Enfin, alors que la surexploitation et le non-respect des quotas étaient de règle entre le milieu des années 1990 et 2007, le comité relève une baisse importante des prises. " Une diminution significative a lieu en 2008 et 2009, souligne Jean-Marc Fromentin, de l'Institut français de recherche pour l'exploitation de la mer (Ifremer), rapporteur du groupe de travail sur le thon rouge de l'Iccat. Ce sont les premiers effets du plan de sauvegarde mis en place en 2007, qui comprenait une baisse des quotas et des mesures de contrôle. La pêche illégale n'a sans doute pas complètement disparu, mais elle n'atteint plus les mêmes niveaux. "

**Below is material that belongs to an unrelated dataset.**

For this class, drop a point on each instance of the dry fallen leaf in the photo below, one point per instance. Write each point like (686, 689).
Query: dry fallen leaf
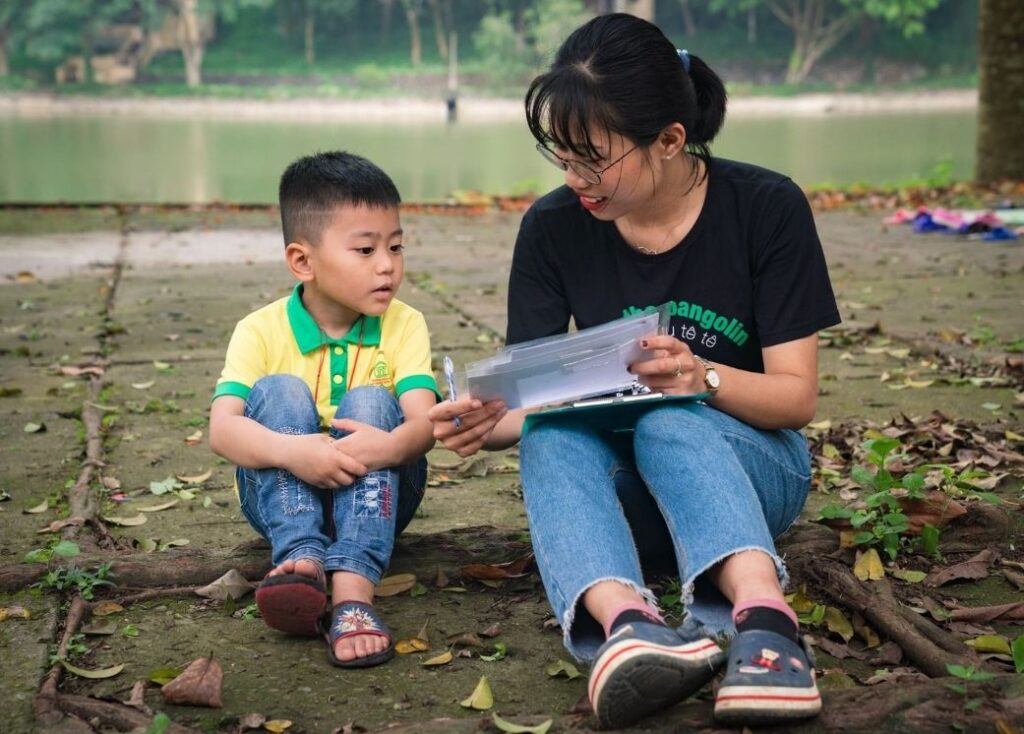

M. Fromentin tient à tempérer le constat. " On observe une amélioration sensible, mais pas encore suffisante, prévient-il. Il ne faut pas relâcher la pression et il faut maintenir le plan pendant encore probablement une dizaine d'années. " Le stock actuel ne représente encore que 30 % de la biomasse souhaitable, à même de supporter une exploitation de façon durable.
Les scientifiques préconisent donc un quota compris entre 0 et 13 500 tonnes pour les années 2011 à 2013. " Dans tous les cas, on obtient une reconstitution du stock, mais plus ou moins rapidement, explique M. Fromentin. La détermination du chiffre relève de choix politiques. "
Avec un moratoire, les chances de reconstitution atteignent 60 % - un chiffre considéré comme élevé par les scientifiques - en 2019. Avec 13 500 tonnes, l'échéance est reculée à 2022. Ce quota, défendu par la France au nom de " l'équilibre entre économie et protection de l'environnement " est jugé " suffisamment bas et précautionneux " par M. Fonteneau.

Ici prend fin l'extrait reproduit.